Reminder to update UNUSED Wordpress Themes

All,

about 20 months ago the author of a popular picture editing plugin inadvertantly created a hole with a programming error. Within 60 days this hole was fixed, however, old themes could have had this hole. Dreamhost was wracked with this problem about 12 months ago, people who had unused themes were being hacked because the unused theme had a pluging with a bug. Last night I had someone phishing on one of my websites for HUNDREDS of themes I didn’t have, searching for ‘thumb.php’ and ‘timthumb.php’. Just a reminder to beginners at dream host, delete unused themes, and if not UPDATE EVERYTHING, since unused code, plugins and themes with bugs can kill your site EVEN IF YOUR NOT USING THEM! Delete them (preferable!) or at least update them!

FWIW, unless you add in a plugin to do otherwise, WordPress does tell you that there are themes and plugins that need updating. [em]Always[/em] update WP, themes, and plugins as soon as you can. But make a backup first.

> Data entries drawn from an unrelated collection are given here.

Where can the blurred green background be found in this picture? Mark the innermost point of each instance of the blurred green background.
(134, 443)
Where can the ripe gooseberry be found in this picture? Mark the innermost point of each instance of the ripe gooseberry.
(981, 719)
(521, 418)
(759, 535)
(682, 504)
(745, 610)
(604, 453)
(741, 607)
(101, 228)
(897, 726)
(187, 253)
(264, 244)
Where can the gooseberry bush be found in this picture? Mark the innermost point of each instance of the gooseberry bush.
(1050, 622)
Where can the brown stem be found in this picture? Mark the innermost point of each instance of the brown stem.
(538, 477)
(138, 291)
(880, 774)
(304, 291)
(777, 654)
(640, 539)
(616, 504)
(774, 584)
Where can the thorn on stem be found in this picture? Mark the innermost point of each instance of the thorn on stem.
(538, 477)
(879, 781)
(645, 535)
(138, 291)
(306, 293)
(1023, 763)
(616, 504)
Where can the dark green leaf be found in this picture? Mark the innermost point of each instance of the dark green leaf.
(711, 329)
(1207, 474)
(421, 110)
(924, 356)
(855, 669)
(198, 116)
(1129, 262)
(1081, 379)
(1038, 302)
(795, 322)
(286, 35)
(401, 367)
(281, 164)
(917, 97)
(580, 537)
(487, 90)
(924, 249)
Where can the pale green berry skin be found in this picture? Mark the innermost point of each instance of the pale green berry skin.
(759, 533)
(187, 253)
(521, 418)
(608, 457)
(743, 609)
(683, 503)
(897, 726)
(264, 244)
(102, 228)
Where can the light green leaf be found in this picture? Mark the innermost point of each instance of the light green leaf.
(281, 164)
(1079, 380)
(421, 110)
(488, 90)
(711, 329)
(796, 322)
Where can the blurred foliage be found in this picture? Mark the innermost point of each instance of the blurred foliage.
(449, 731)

I agree about deleting. If you’re not using a theme, you should remove it The only ‘spare’ themes to keep are TwentyEleven and TwentyTwelve (the default WP themes) so that in an emergency, you can fall back to use then

One caveat to that, @Ipstenu-DH is if a user has installed a theme that is no longer (or never was) in the WP theme collection at wordpress.org WP will not know if that theme needs an update. Not everyone gets their themes through WP and some older themes are no longer in the library.

Agree that staying 100% up-to-date is key, as is deleting (not just deactivating) unused plug-in or themes.

It’s VERY very very rare that the Theme Team deletes a theme anymore from .org (there was a huge purge a few years back, though). The last time it happened en masse was ironically when they yanked TimThumb. That’s no longer permitted in the theme repo at all now.

If you’re using a theme that is no longer in the .org repo, it’s a sign you need a new theme OR someone who knows WP like their hands to keep yours up to date. Of course, just to mess with your head, a non-updated theme/plugin doesn’t mean it won’t work with new WP. It’s all super annoyingly complex I can talk at length about it if you give me half a chance and a drink.

That sounds a bit harsh on the independent developers out there. Let’s not forget that the wp.org repo has been the primary disperser of exploitable code to date.

I disagree and would love to see a source cited on that one.

The wp.org plugin repository, I can see that being true, but not the theme repository. They’re separate entities, managed by separate teams, too. I’m actually on the plugin review team, and I can say, without a doubt, that any theme you download from WordPress.org is safe as houses. I will not say that of plugins. Every single theme is reviewed, and every change to every theme is reviewed.

If I had to pick a number one source of exploited theme code, it would be themeforest, for exactly the same reason as the wp.org plugin repo: We don’t have ongoing oversight.

I could cite your previous post.

There’s nothing ironic about the yanking; they yanked it after they realised they were dishing out exploitable code which was available to all users with just a few trusted clicks in their own admin dashboard.

Did they write it? No. Did they disperse it en masse? Yes.

Was WPORG the “primary disperser of exploitable code to date”? No

That’s what I’m disagreeing with. I think there’s another site that has that honor, alas.

http://wordpress.org/download/release-archive/
http://wordpress.org/extend/themes/
http://wordpress.org/extend/plugins/

We’re gonna have to agree to disagree here. I feel there’s another WP theme site that has the dubious honor of being the “primary disperser of exploitable code” in the WP universe.